The Economics of Free

Mike Masnick at Techdirt has summarized a Grand Unified Theory on the Economics of Free. As this is only an excerpt, go to the full article, and at the bottom of it, you will find links to the whole series, up to now 15 entries. There is also a vivid discussion in the comment field.

Mike Masnic:

“Knocking down the barriers of artificial scarcity open up tremendous new opportunities — just as knocking down the artificial scarcity known as “protectionism” helps to grow markets by creating new opportunities. In this case, those new opportunities have only increased in number as we’ve gone digital, making more content infinite in nature. Where some people have trouble is that those new opportunities may be in different places than the existing opportunities — and those new opportunities may not all be capturable by the creator of the content. Indeed, there will be some externalities created by the free flow of an infinite resource. However, the total amount that any content creator can capture is still much larger than it was before. It’s one of those cases where getting 20% of a huge pie is much better than getting 90% of a tiny pie.

You just start by redefining the market based on the benefits of what you’re providing, rather than the specific product you’re selling. If you’re focused on selling the benefits, then discovering a better way to sell those benefits is seen as a good thing, rather than a threat. You then break down the different components that make up those benefits that you’re selling — and you begin to recognize that every bundle of goods and services that make up the benefit you’re selling has components that are scare as well as components that are infinite. In fact, if you look closely enough, you realize that any scarce product you buy actually has infinite components while any infinite good you see also tends to have scarce components.

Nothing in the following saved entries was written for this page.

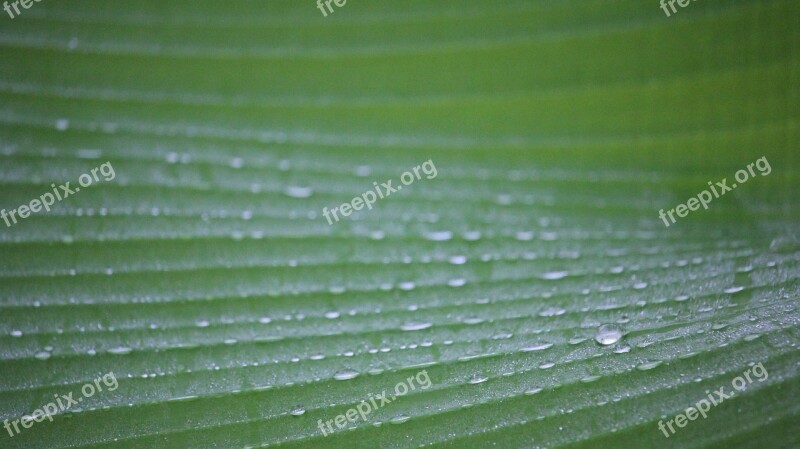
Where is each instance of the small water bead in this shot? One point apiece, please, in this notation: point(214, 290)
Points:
point(346, 374)
point(477, 379)
point(458, 260)
point(120, 350)
point(502, 335)
point(577, 340)
point(473, 320)
point(608, 334)
point(439, 236)
point(536, 347)
point(407, 286)
point(646, 366)
point(622, 349)
point(399, 419)
point(552, 311)
point(460, 282)
point(298, 191)
point(415, 326)
point(554, 275)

Once you’ve broken out the components, however, recognizing that the infinite components are what make the scarce components more valuable at no extra cost, you set those free. Not only do you set those free, you have every incentive to create more of them, and encourage more people to get them. You break them into easily accessible bites. You syndicate them. You hand them out. You make them easy to share and embed and distribute and promote. And, yet, all the while, you know exactly what scarce resources those non-scarce goods are tied to, and you’re ready to sell those scarce resources, recognizing that the more people who are consuming the infinite goods, the more valuable your non-scarce resource is.

So, the simple bulletpoint version:

1. Redefine the market based on the benefits

2. Break the benefits down into scarce and infinite components.

3. Set the infinite components free, syndicate them, make them easy to get — all to increase the value of the scarce components

4. Charge for the scarce components that are tied to infinite components

1 Comment The Economics of Free

  1. Kevin CarsonKevin Carson

    The comparision of IP to tariffs as a form of “protectionism” is quite apt.

    IP in the globalized economy performs a function directly analogous, as the basis in privilege for cartels and trusts, as tariffs did in the old national industrial economies.

    With the exception of a few old-line players like textiles and steel, the corporate economy sees tariffs as an impediment to the free flow of money and unfinished goods among a TNC’s sub-divisions around the world. Patents and copyrights, on the other hand, enable the Western-owned corporation to operate as a global organization with production facilities in many TW countries, while protecting it from “foreign” (i.e., indigenously owned) competition.